Chrystie v. Phyfe

Roosevelt, J.

The plaintiff, Mrs. Chrystie, who was the granddaughter of Thomas Mackaness, deceased, claims under a devise or gift, in her grandfather’s will, to be the owner of the house and lot known as No. 192 Fulton street, lately occupied by Duncan Phyfe, deceased. Phyfe died in possession of the premises in the year 1854, holding under a deed "in fee, containing *217full covenants, executed to him in 1815 by Mr. and Mrs. Ludlow, the father and mother of Mrs. Chrystie the claimant. The case presents a question of title merely, depending for its determination, not on any disputed fact, but on the construction to be given as matter of law to Mackaness’ will, which was made and took effect long prior to the adoption of the revised statutes, and which therefore is to be interpreted, if necessary, according to the principles of the old system. Mackaness it appears had a wife and three children, all daughters. Two of them, Mrs. Harvey and Mrs. Prowitt, had husbands; the other, Margaret, although she married afterwards Mr. Ludlow, was at the date of her father’s will a single woman. As to the two married daughters, he of course knew the circumstances of their husbands; as to the third, the unmarried one, he was left to conjecture, but entertained, it would appear, higher hopes and greater faith.

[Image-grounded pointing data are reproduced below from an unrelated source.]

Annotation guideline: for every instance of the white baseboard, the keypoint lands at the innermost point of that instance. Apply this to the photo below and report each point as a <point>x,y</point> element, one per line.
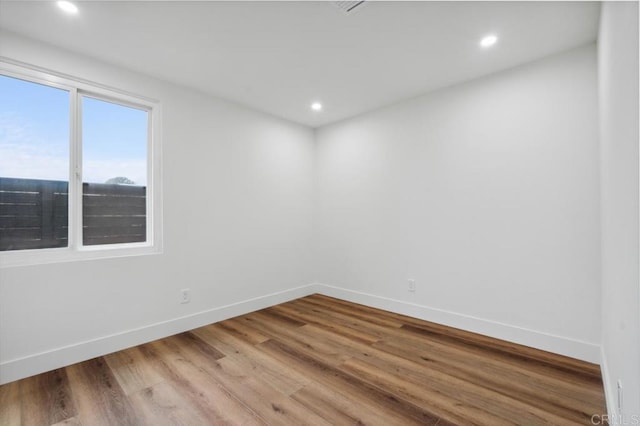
<point>610,389</point>
<point>548,342</point>
<point>59,357</point>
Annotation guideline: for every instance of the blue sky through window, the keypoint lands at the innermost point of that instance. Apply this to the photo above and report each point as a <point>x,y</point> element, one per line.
<point>34,135</point>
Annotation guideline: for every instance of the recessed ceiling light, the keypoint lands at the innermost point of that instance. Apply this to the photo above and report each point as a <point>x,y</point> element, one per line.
<point>68,7</point>
<point>488,41</point>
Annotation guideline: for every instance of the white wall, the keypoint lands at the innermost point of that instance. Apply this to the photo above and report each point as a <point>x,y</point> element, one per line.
<point>237,225</point>
<point>618,78</point>
<point>486,193</point>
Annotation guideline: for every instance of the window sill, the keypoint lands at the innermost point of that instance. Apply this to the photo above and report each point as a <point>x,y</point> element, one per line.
<point>18,258</point>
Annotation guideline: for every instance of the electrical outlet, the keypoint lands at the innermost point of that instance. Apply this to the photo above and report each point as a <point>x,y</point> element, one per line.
<point>619,397</point>
<point>185,295</point>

Thus situated in his family, Mackaness about fifty years ago made his will, dividing his estate into three allotments. To Mrs. Harvey, one of his married daughters, he gave his house in Front street “ during the term of her natural life,” with remainder in fee to her children, if any, and if none, to her sisters or their children; subject to the husband’s use, if surviving, “ during his natural life.” To Mrs. Prowitt, the other married daughter, in whose husband’s affairs he seems to have had a little less confidence, although he made him a trustee, he gave the income of his dwelling, brewhouse and malthouse in Barley street, “ for her own sole and separate use,” during the natural life of his said daughter,” with remainder in fee to her children or her sisters, as the case might be ; but with no reserved benefit in favor of her husband. These provisions, thus briefly stated, in respect of his two married daughters, are carried out with perfect clearness and with great particularity and minuteness of detail, in the first and second articles of the will. In the next he gives his homestead in Orange county, with all the horses, cattle, &c. to his wife and unmarried daughter during their joint natural lives and the life of the survivor; and if his said daughter should be the survivor, then (on her mother’s *218death) to her and “ her heirs and assigns forever ”—in other words, giving her as to the farm a conditional fee, determinable if she died before her mother.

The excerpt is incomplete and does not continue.